Reuters reports that popular NBC shows, including “Sunday Night Football” and “America’s Got Talent,” may disappear from YouTube TV as soon as today if the two sides fail to agree on a new distribution deal.
Analysts say losing carriage on YouTube TV could cut affiliate revenue and shrink subscriber bases for traditional media companies, with little assurance that viewers will migrate to their standalone streaming apps.
And Wendy’s (WEN) is launching new chicken tenders in a national campaign – called, of course, “Tendys.”
The chain is looking to compete directly with similar offerings from rivals like McDonald’s (MCD). Wendy’s said the chicken tenders are now a permanent core menu addition, marking an expansion of Wendy’s chicken lineup.
And on the economic front, the Conference Board’s September Consumer Confidence Index slid to 94.2 in September from 97.8 in August (revised from 97.4). That was worse than the 96 consensus.
The Present Situation Index retreated 7 points over the month to 125.4. The expectations index decreased by 1.3 points to 73.4 in September, staying below the 80 threshold that typically signals a recession ahead.
Pantheon Macro economist Oliver Allen says the share of households “saying jobs are hard to get held steady at 19.1% in September, but the share saying they are plentiful dropped to 26.9%, from 30.2% in August.”
“The resulting net balance — one of the best indicators of growth in private payrolls over the last two years — fell to just 7.8% –the lowest since February 2021,” he said.
Also on the labor front, the number of job openings in the U.S. rose to 7.227 million in August from 7.208 million in July, topping the 7.11 million consensus. The quits rate ticked down further, indicating workers are reluctant to give up their current jobs amid a low-hire, low-fire environment.
Apollo Global Management Chief Economist Torsten Slok has pushed back against expectations of a cooling U.S. labor market, arguing that economic momentum remains stronger than forecasts suggest.
Measures of trade and policy uncertainty have eased, consumer confidence about future business conditions is improving, and fewer households express concern about job losses. Corporate spending plans are picking up, while initial jobless claims remain near historically low levels.

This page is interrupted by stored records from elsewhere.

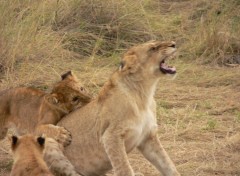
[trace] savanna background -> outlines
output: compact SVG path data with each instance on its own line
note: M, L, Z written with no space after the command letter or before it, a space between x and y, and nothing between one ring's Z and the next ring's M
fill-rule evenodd
M156 93L159 136L183 176L240 175L240 0L0 0L0 90L49 91L73 70L96 96L129 47L174 40ZM134 151L136 172L159 173ZM0 175L9 175L8 141ZM109 173L109 176L112 173Z

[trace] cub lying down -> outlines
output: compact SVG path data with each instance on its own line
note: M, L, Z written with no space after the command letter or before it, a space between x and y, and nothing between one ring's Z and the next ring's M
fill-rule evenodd
M9 140L14 157L11 176L53 176L43 160L45 138L24 135Z
M166 64L175 51L174 42L151 41L132 47L98 97L58 123L72 134L64 154L77 172L100 176L113 168L115 176L134 176L127 153L138 148L162 175L180 175L159 141L154 100L161 77L176 73ZM62 169L66 158L54 162L61 150L48 147L45 159L51 167L71 174Z
M36 133L69 143L69 133L54 126L66 114L91 98L71 71L62 75L50 94L34 88L19 87L0 93L0 139L8 128L18 134Z

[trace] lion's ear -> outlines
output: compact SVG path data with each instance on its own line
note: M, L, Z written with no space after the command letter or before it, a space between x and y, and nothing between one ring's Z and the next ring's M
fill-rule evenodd
M139 69L140 64L136 55L126 55L122 59L119 71L124 73L135 73Z
M18 137L15 135L9 135L8 140L11 142L12 148L14 148L17 145Z
M45 144L45 138L44 137L38 137L37 142L41 147L43 147L44 144Z
M69 77L72 77L72 76L73 76L73 73L72 73L72 71L70 70L70 71L68 71L67 73L62 74L62 75L61 75L61 78L62 78L62 80L64 80L64 79L69 78Z
M59 100L58 100L58 96L56 94L50 94L47 96L47 101L51 104L58 104Z

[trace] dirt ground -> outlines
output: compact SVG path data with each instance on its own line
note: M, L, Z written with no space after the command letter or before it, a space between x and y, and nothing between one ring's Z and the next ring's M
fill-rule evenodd
M161 79L156 93L162 145L183 176L240 175L240 67L176 66L178 75ZM112 65L91 69L77 72L90 89L101 87L114 70ZM8 148L7 140L1 141L1 176L11 170ZM129 158L136 172L160 175L138 151Z

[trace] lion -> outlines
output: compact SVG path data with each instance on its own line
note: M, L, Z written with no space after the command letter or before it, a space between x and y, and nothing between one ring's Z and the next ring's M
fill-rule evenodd
M53 176L43 160L45 138L24 135L9 140L14 158L11 176Z
M0 139L14 127L19 135L45 134L64 145L70 143L69 132L55 125L69 112L89 103L91 97L71 71L61 77L51 93L30 87L0 93Z
M48 146L45 161L55 170L70 162L84 176L100 176L113 168L115 176L134 176L127 154L137 148L162 175L179 176L157 133L154 93L160 78L175 74L166 64L175 42L150 41L129 49L96 99L68 114L57 125L72 134L60 159L60 149ZM59 162L54 162L58 157Z

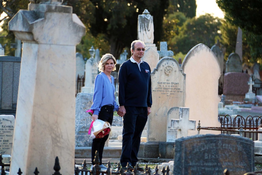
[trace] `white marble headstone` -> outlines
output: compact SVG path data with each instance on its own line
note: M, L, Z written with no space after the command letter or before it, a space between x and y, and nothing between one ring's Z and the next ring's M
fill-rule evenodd
M189 108L189 120L200 121L201 126L219 127L218 80L221 75L219 62L208 47L200 44L186 56L181 68L186 75L185 107ZM201 131L200 134L218 134L215 131ZM189 130L189 135L197 134Z
M151 73L151 112L148 122L147 141L166 142L167 132L170 130L171 120L178 119L174 115L168 117L169 110L183 107L184 104L185 75L178 62L171 57L160 60ZM156 129L166 131L156 132Z
M0 154L11 155L15 129L15 117L0 115Z

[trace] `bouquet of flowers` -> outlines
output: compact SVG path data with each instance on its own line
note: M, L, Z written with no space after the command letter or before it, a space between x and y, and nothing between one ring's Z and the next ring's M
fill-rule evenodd
M94 114L94 111L91 109L86 112L88 112L91 116ZM91 131L92 128L93 131ZM111 125L109 122L97 119L95 121L92 121L88 131L88 134L91 134L92 138L103 138L109 134L111 128Z

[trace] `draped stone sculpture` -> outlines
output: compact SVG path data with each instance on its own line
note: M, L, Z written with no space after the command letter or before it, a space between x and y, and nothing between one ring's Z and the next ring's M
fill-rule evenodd
M153 43L154 41L153 17L145 9L143 15L138 15L137 39L145 43Z

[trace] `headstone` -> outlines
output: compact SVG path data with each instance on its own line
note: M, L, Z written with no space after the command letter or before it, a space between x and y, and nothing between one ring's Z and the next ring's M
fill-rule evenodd
M84 86L82 87L81 92L94 93L94 82L98 73L98 68L97 62L94 58L95 50L93 46L89 51L91 57L85 63Z
M242 72L242 61L239 55L233 53L229 55L226 63L226 72Z
M93 93L79 93L75 99L75 137L76 147L91 146L93 138L88 135L92 118L87 110L93 104Z
M83 55L80 53L77 52L76 54L76 83L75 89L76 94L77 92L77 78L79 76L81 77L84 75L84 60L83 57Z
M18 40L16 37L15 39L15 43L11 43L10 47L16 49L15 51L15 56L18 57L21 57L22 47L21 40Z
M156 128L170 130L171 120L179 116L168 116L171 108L184 105L185 76L178 63L171 57L160 60L151 73L152 98L154 103L148 116L147 141L166 142L167 132ZM168 128L168 127L169 127Z
M224 78L223 94L245 95L249 91L249 86L246 82L250 76L247 74L242 72L226 73Z
M0 56L0 114L16 116L21 58Z
M260 66L257 62L254 63L253 66L253 79L257 79L259 80L261 80L260 75L259 74L260 67Z
M199 44L186 56L181 68L186 76L184 107L190 109L189 120L200 120L203 126L219 127L217 119L218 80L221 75L219 63L207 46ZM218 134L215 131L203 131L205 134ZM196 130L188 131L189 135Z
M179 119L172 119L171 128L177 130L177 138L187 137L188 130L195 130L196 121L189 120L189 108L188 107L179 108ZM172 114L170 114L172 115Z
M252 101L253 99L256 98L256 94L253 93L252 90L252 86L254 84L254 82L252 81L252 77L249 77L249 80L247 82L249 86L249 89L248 92L246 93L246 98L249 99Z
M120 59L116 60L117 64L118 65L122 65L123 63L126 61L127 56L128 54L128 53L126 51L126 50L125 49L124 52L120 54Z
M2 45L0 44L0 56L5 55L5 48L2 47Z
M181 58L178 58L178 64L179 65L179 66L181 67L181 65L182 64L182 60Z
M61 3L30 3L9 22L23 41L11 174L52 174L57 156L61 174L74 173L76 46L85 28Z
M243 60L242 58L243 52L242 45L242 30L238 27L237 30L237 35L236 36L236 51L235 52L239 55L241 62Z
M254 144L225 134L196 135L176 140L174 175L230 175L254 171Z
M145 9L143 15L138 15L137 39L145 43L153 44L154 41L154 23L153 16Z
M153 44L154 26L153 16L145 9L143 15L138 15L137 22L137 39L143 41L146 45L146 51L142 60L147 63L152 71L156 67L159 60L157 48Z
M224 84L224 54L222 50L220 48L220 43L219 40L217 40L217 43L211 48L211 50L213 51L215 54L216 56L219 65L220 66L220 69L221 70L221 76L219 80L219 85L220 86Z
M2 155L11 155L15 122L12 115L0 115L0 154Z
M100 59L101 59L101 57L100 57L100 51L99 51L99 49L95 49L95 60L97 63L98 63L100 61Z
M160 51L157 51L157 52L159 54L159 58L166 57L171 57L174 55L174 53L172 51L167 50L167 42L160 42Z

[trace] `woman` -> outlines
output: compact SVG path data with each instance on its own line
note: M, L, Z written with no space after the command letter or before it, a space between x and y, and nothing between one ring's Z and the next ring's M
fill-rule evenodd
M91 109L94 110L92 119L95 121L98 118L108 121L112 125L113 113L118 110L119 107L115 99L115 89L114 84L114 77L111 72L116 70L115 58L112 54L107 54L103 55L98 65L98 70L101 72L95 80L95 90L93 104ZM91 169L95 165L94 162L95 151L99 154L99 166L102 169L107 168L102 164L102 158L105 143L109 134L103 138L95 138L92 143L92 164Z

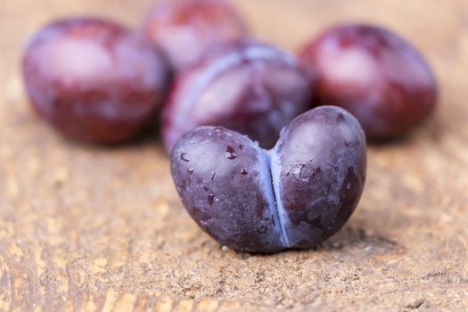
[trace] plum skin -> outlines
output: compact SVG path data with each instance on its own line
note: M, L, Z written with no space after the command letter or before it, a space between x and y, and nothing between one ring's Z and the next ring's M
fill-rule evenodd
M271 148L282 127L310 106L308 77L293 55L241 40L219 45L181 74L162 111L161 133L170 152L199 126L222 126Z
M76 17L36 33L22 58L35 110L66 136L127 141L154 118L168 70L142 36L113 21Z
M423 57L386 29L351 24L324 31L300 52L317 103L345 108L368 139L401 137L434 110L437 83Z
M244 37L247 27L225 0L165 0L150 10L143 31L180 72L212 46Z
M364 189L365 137L345 110L321 106L285 127L270 151L222 127L185 134L171 153L193 220L241 251L307 249L335 234Z

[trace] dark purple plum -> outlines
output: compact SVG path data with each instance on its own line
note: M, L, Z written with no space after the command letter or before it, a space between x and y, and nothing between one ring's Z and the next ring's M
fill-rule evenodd
M320 103L349 111L371 140L406 134L433 111L434 76L398 36L369 25L329 29L302 49Z
M22 71L40 115L70 137L103 144L137 135L154 117L168 78L164 59L142 36L92 18L37 32Z
M298 60L252 41L219 46L184 72L162 112L168 152L199 126L222 126L271 148L281 128L307 111L308 79Z
M241 251L313 247L349 218L365 179L365 137L345 110L300 115L271 151L237 132L204 126L171 153L172 177L195 222Z
M162 1L150 11L143 29L176 71L190 67L211 46L247 34L244 21L225 0Z

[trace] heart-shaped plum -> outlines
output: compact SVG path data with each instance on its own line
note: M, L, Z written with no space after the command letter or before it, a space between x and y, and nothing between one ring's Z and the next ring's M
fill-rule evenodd
M172 177L195 222L221 243L250 252L310 248L349 218L365 180L365 137L343 109L294 119L270 151L221 127L185 135Z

Furthermore, Slok spotlighted high-frequency indicators: TSA data show robust air travel, attendance at Broadway shows and movies remains solid. Weekly reports also show firm retail sales, accelerating bank lending, declining bankruptcy filings and steady new business formation.
Editor’s Note: This article discusses one or more securities that do not trade on a major U.S. exchange. Please be aware of the risks associated with these stocks.